Manuel Valls s'est dit "profondément ému (...), marqué par cet acte effrayant, par le meurtre de ce couple de policiers tués chez eux en présence de leur enfant." "Je pense à eux bien sûr, leurs enfants, à leurs proches. Je pense à leurs collègues", a-t-il déclaré, mesurant "le choc profond parmi les policiers." "Je veux dire à mes concitoyens, à mes compatriotes combien encore une fois nous devons à ces policiers et à ces gendarmes qui nous protègent, assurent notre sécurité et qui aujourd'hui sont dans la peine."

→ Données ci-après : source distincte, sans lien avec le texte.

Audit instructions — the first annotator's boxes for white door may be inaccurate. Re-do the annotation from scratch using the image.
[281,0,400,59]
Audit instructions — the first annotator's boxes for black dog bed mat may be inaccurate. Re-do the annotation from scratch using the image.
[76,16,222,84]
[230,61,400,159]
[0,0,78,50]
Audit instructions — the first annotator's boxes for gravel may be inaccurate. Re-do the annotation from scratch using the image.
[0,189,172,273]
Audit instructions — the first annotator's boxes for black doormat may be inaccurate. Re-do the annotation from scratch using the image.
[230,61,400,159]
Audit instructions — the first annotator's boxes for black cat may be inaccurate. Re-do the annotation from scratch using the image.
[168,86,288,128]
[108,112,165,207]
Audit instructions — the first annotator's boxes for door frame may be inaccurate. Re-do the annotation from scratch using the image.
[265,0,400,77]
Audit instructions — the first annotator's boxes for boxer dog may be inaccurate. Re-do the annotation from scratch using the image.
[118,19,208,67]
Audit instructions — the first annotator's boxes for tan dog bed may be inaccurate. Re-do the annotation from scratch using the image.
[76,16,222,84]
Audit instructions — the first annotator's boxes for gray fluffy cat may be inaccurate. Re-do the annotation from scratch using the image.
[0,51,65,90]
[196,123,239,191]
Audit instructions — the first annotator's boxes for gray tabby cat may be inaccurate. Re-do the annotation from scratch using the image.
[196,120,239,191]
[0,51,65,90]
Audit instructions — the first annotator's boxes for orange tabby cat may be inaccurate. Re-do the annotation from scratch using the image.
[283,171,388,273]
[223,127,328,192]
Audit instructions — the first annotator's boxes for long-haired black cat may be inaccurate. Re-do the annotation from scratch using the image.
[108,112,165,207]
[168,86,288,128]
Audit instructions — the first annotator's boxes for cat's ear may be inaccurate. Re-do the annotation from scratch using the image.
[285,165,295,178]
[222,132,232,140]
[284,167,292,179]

Des policiers ciblés sans doute "parce qu’ils sont précisément policiers", qu'ils défendent la République et incarnent l'État de droit, a expliqué le Premier ministre, appelant à attendre les éléments de l'enquête. "Nous faisons face à une menace globale", a-t-il affirmé. "Le terrorisme s’attaque aux États-Unis, nous l’avons vu avec cette tuerie effrayante à Orlando, à la France une nouvelle fois, avec des modes opératoires qui sont différents. Mais c’est une menace globale et nous combattons le terrorisme en Syrie, en Irak et, bien sûr, sur notre sol. C’est lui qui nous mène cette guerre." "Nous sommes en guerre contre le terrorisme et face à cela, il faut l’unité, il faut le rassemblement, il faut continuer cette lutte. Elle prendra du temps, nous le voyons bien", a-t-il déclaré.

"Il s’agit d’individus nés en France, connus par nos services très souvent pour des faits de délinquance, suivis mais qui se tapissent d’une certaine manière, et qui agissent et répondent à cet ordre donné par l’État islamique qui est de s’attaquer aux Français sous des formes différentes", a poursuivi le Premier ministre, réaffirmant la "détermination de la France, qui est attaquée pour ce qu’elle est, pour ses valeurs, ses valeurs de démocratie, de liberté, de laïcité", à combattre le terrorisme, une détermination qui "ne doit pas faiblir même si, je le dis encore une fois aux Français, c’est un combat difficile et de longue haleine."